The opening scene of My Fair Lady where Henry Higgins the linguist is able to spot which area of London someone comes from by a few words in their accent is a slight exaggeration, but not much. The UK developed hyper-regional accents (unavoidable in the pre-mass-media age), and poshness being a particular set of families who socialise with each other and are educated together converged on its own accent. Especially among people who've been to Oxford or Cambridge. This effect got magnified by the early BBC being based in southern England and comprised of educated people, leading to a distinctive "BBC English".

https://en.wikipedia.org/wiki/Received_Pronunciation

(Also factor in the bans at various times on speaking Gaelic or Welsh; children were being beaten for speaking Welsh at school well into the 1970s, but the plan to extinguish the language never quite succeeded.)


Growing up in the 1980s, I could tell from their accent whether a child came from Oakham (where I lived), Whissendine (five miles away), or Melton Mowbray (five miles beyond that).

30/40 years later the differences are still there, but increasingly ironed out by the spread of a generic southern English accent. Where I now live in rural Oxfordshire, the traditional local accent is a definite minority, particularly in those under 40. There are little tell-tale vowels and phrases if you look closely for them, but they're more like variations on a common accent.

That said, Midlands and northern accents seem to be fairly resilient, at least for now.
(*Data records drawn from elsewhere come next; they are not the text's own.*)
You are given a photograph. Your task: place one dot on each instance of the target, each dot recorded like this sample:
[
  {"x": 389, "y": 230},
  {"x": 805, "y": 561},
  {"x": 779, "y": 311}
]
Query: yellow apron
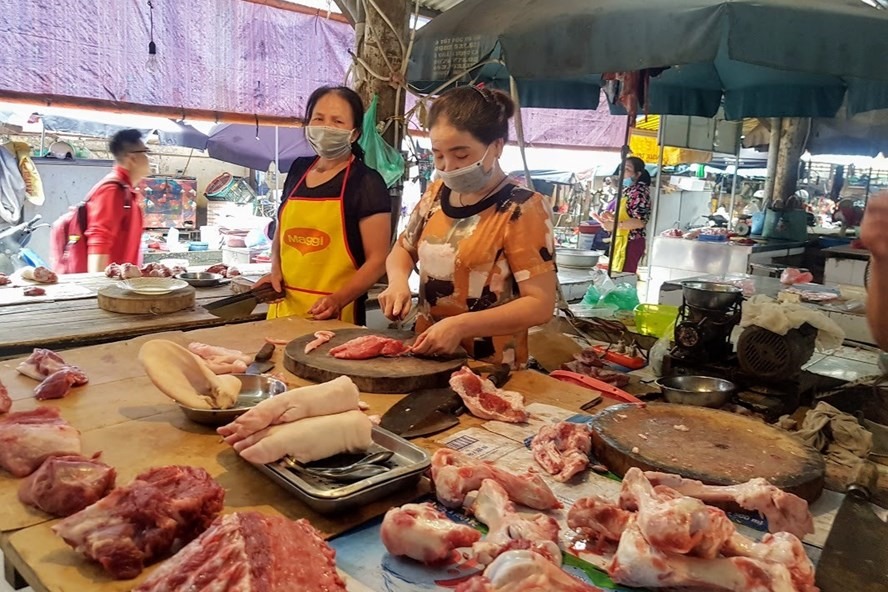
[
  {"x": 620, "y": 240},
  {"x": 315, "y": 258}
]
> but the plan to extinguish [Welsh] never quite succeeded

Political winds just revived what was effectively a dead language, in the nick of time.


It wasn't dead by accident, it was policy. https://en.wikipedia.org/wiki/Welsh_Not


https://en.wikipedia.org/wiki/Benjamin_Franklin%27s_phonetic...

Is an interesting insight into the accents of the new country of the USA.

Its important to remember that the USA has a very different understanding of class compared to the UK.

Its also important to understand that accents change wildly within 50 miles. (sheffield, bolton & leeds are all divergent so are manchester birmingham and liverpool)


You don't even need to go for big cities - folks from Chorley and Preston can have very different accents.